From Sitemap to Word Docs (Fast!): A Friendly, Non-Tech Guide
Need to copy your website’s text into Microsoft Word—clean, organized, and ready to edit? This short guide shows how to turn a site’s sitemap into a folder of Word files—one per page—without getting lost in code.
Want the full, copy-and-paste script with a one-click “Copy” UI?
What You’ll Get (and Why It’s Useful)
- A Word document for every page listed in your sitemap (perfect for editing, rewrites, and audits).
- Headings preserved as real Word headings (H1→Heading 1, H2→Heading 2, etc.).

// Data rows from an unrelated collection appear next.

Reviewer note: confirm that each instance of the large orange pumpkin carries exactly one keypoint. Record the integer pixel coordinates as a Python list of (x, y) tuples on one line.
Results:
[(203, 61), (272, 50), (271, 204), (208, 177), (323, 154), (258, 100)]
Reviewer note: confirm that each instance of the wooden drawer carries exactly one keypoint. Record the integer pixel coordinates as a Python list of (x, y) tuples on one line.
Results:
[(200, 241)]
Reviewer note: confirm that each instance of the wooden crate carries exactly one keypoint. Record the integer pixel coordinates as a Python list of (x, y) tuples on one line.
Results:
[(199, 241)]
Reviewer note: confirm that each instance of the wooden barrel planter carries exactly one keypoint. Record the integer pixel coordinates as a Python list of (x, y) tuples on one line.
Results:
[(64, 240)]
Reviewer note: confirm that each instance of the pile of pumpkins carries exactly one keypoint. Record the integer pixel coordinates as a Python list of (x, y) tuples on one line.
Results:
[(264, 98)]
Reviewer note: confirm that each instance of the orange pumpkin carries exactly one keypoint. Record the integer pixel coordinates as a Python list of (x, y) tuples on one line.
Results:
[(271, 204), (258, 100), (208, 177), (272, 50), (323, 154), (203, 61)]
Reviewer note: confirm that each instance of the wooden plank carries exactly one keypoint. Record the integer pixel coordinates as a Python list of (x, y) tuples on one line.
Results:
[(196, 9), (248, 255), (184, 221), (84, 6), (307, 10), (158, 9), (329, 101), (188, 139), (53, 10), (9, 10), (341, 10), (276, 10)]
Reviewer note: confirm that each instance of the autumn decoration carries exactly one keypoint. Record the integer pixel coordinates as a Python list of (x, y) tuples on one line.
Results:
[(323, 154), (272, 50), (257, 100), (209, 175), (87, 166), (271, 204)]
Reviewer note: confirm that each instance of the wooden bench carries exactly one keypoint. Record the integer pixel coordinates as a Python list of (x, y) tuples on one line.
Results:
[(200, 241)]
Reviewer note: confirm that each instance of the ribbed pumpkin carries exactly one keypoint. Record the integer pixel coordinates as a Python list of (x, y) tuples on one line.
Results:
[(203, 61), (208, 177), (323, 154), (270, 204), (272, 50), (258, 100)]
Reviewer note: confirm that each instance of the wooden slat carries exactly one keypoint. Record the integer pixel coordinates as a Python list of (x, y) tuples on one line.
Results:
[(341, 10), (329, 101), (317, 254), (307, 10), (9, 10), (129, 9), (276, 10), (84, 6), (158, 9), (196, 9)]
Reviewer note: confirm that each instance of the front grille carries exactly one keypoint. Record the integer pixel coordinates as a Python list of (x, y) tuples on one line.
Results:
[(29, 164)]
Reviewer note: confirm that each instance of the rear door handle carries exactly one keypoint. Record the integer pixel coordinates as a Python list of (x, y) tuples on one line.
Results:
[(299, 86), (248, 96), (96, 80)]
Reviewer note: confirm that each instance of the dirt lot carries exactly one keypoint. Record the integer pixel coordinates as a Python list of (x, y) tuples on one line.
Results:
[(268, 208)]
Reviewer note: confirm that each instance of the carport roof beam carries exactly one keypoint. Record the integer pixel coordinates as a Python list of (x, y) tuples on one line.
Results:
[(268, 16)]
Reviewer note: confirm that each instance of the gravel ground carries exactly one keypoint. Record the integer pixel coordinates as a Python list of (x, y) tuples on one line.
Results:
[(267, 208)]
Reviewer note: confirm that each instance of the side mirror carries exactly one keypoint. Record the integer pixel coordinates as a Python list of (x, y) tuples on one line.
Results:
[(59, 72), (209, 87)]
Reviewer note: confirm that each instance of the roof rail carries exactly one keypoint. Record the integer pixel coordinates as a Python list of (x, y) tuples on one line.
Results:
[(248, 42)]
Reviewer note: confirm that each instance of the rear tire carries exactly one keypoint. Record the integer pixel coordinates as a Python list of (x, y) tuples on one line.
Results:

- Meta Title (“Title tag”) and Meta Description extracted for each page.
- No images or scripts—just the copy you care about.
This is ideal for content reviews, tone-of-voice cleanups, SEO audits, migrations, and stakeholder approvals where Word is the common ground.
First, What’s a Sitemap?
A sitemap is a site’s “table of contents” for search engines. Many sites publish it at /sitemap.xml or /sitemap. For example:
- https://yourdomain.com/sitemap.xml
- https://yourdomain.com/sitemap
If one doesn’t work, try the other (or search Google: site:yourdomain.com sitemap).
What This Mini-Guide Covers
We’ll outline the simple steps to:
- Install Python (if you don’t have it)
- Create a tiny project folder
- Install a few helper tools
- Run a script that reads your sitemap and writes Word files
We’ll use tiny code snippets here. For the full script with extras (filters, CSV reports, per-page docs, and copy buttons), use the complete guide.
Step 1 — Install Python
Download and install Python 3.10+ from python.org. On Windows, tick “Add Python to PATH.” Confirm it’s installed:
python --version
Step 2 — Make a Project Folder
mkdir website-to-word cd website-to-word
(Optional but recommended) Create a virtual environment so everything stays tidy:
python -m venv .venv # Windows: .venv\Scripts\Activate # macOS/Linux: source .venv/bin/activate
Step 3 — Install the Few Tools We Need
We’ll keep it light: page fetching, HTML parsing, and Word writing.
- requests – fetch pages
- beautifulsoup4 + lxml – parse HTML & XML
- readability-lxml – fallback content cleanup
- python-docx – create Word files
pip install requests beautifulsoup4 lxml readability-lxml python-docx
Prefer Zero Code Copy/Paste?
Skip ahead: the full article includes a ready-to-run script with copy buttons, optional filters, and a CSV report. Open it in a new tab: Turn a Sitemap Into Hundreds of Word Pages.
Step 4 — Use a Short, Beginner-Friendly Script
Below is a compact version that:
- finds URLs in your sitemap (XML or simple HTML sitemap)
- grabs each page
- extracts Title/Description and the main text
- writes a Word file per page
Save this as sitemap_to_word_min.py in your project folder.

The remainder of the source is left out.